Democratische principes, zoals de meerderheid beslist, zijn de dood in de pot voor vernieuwing. Dat vindt psycholoog en bedrijfskundige Arend Ardon, die verschillende boeken schreef over veranderen in organisaties en spreker is op het Jaarcongres Verandermanagement.
Volgens hem staat de meerderheid vaak voor de status quo, en moet je soms doelbewust een andere richting op.
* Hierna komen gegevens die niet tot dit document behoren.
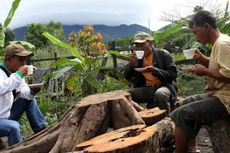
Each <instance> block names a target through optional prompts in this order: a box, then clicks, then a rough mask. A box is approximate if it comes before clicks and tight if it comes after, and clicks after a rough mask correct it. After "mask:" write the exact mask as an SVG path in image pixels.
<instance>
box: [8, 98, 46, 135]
mask: <svg viewBox="0 0 230 153" xmlns="http://www.w3.org/2000/svg"><path fill="white" fill-rule="evenodd" d="M24 112H26V116H27V119H28V121H29V123H30V126H31V128H32V130H33V132H34V133H37V132H39V131H41V130H42V129H44V128H45V127H47V123H46V121H45V118H44V116H43V115H42V113H41V111H40V109H39V108H38V105H37V102H36V100H35V99H32V100H27V99H24V98H19V99H18V100H17V101H15V102H14V104H13V106H12V108H11V114H10V117H9V119H11V120H14V121H18V120H19V119H20V117H21V116H22V114H23V113H24Z"/></svg>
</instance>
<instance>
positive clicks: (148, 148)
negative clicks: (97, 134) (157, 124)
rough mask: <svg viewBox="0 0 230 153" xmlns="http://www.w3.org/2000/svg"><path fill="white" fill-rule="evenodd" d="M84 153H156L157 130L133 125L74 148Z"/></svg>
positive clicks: (99, 137)
mask: <svg viewBox="0 0 230 153" xmlns="http://www.w3.org/2000/svg"><path fill="white" fill-rule="evenodd" d="M76 147H77V148H79V149H80V150H82V149H83V148H84V147H86V148H84V152H85V153H93V152H103V153H112V152H113V153H115V152H116V153H153V152H154V153H157V152H159V147H158V140H157V130H156V128H154V127H146V125H133V126H130V127H126V128H121V129H118V130H116V131H111V132H109V133H106V134H103V135H100V136H98V137H95V138H93V139H91V140H89V141H86V142H83V143H81V144H79V145H77V146H76Z"/></svg>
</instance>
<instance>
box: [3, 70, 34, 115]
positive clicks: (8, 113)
mask: <svg viewBox="0 0 230 153" xmlns="http://www.w3.org/2000/svg"><path fill="white" fill-rule="evenodd" d="M6 69H7V68H6ZM14 89H16V92H20V97H22V98H26V99H32V98H33V97H34V96H33V95H31V94H30V88H29V86H28V84H27V83H26V82H25V79H24V78H22V76H21V75H20V73H19V72H15V73H11V75H10V77H8V76H7V75H6V73H5V72H4V71H3V70H2V69H0V118H8V117H9V116H10V109H11V107H12V105H13V101H14V96H13V93H12V91H13V90H14Z"/></svg>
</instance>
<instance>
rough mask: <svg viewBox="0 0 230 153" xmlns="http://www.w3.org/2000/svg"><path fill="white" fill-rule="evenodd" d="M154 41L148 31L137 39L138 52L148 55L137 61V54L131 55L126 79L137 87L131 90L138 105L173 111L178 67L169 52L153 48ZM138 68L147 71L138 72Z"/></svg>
mask: <svg viewBox="0 0 230 153" xmlns="http://www.w3.org/2000/svg"><path fill="white" fill-rule="evenodd" d="M152 40H153V38H152V37H151V36H150V35H149V34H148V33H145V32H140V33H138V34H136V35H135V36H134V42H133V45H134V47H135V50H143V51H144V56H143V58H142V59H137V58H136V56H135V55H134V54H132V55H130V62H129V64H127V65H126V67H125V70H124V76H125V78H126V79H127V80H129V81H130V82H132V84H133V86H134V88H132V89H129V90H128V91H129V92H130V93H131V97H132V99H133V100H134V101H135V102H138V103H147V105H146V107H147V108H153V107H159V108H161V109H167V112H170V105H174V103H175V101H176V85H175V80H176V76H177V70H176V65H175V63H174V61H173V59H172V56H171V55H170V54H169V52H168V51H166V50H164V49H157V48H154V47H153V44H152ZM138 67H139V68H140V67H141V68H146V69H144V70H143V71H136V70H137V69H136V68H138ZM135 69H136V70H135Z"/></svg>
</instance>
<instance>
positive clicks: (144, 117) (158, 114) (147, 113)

‘We zitten vast in oude overtuigingen en hebben nieuwe nodig’, zegt Ardon. ‘Oude overtuigingen zijn bijvoorbeeld dat een verandering begint met het management. Of dat medewerkers altijd in de weerstand zitten. Of dat je altijd een gedetailleerd plan moet hebben. Of dat je mensen moet overtuigen voordat ze in beweging komen. Dat zijn typisch klassieke aanpakken, en die werken nog wel om bestaande systemen en structuren te veranderen, maar het punt is dat we tegenwoordig andere ambities hebben. Die ambities gaan over vernieuwen, over het afwijken van gebaande paden. We willen een klimaat waarin mensen ondernemerschap tonen. We willen creativiteit, en we willen samenwerking in netwerken. En die ambities kun je niet op een ouderwetse manier uitrollen.’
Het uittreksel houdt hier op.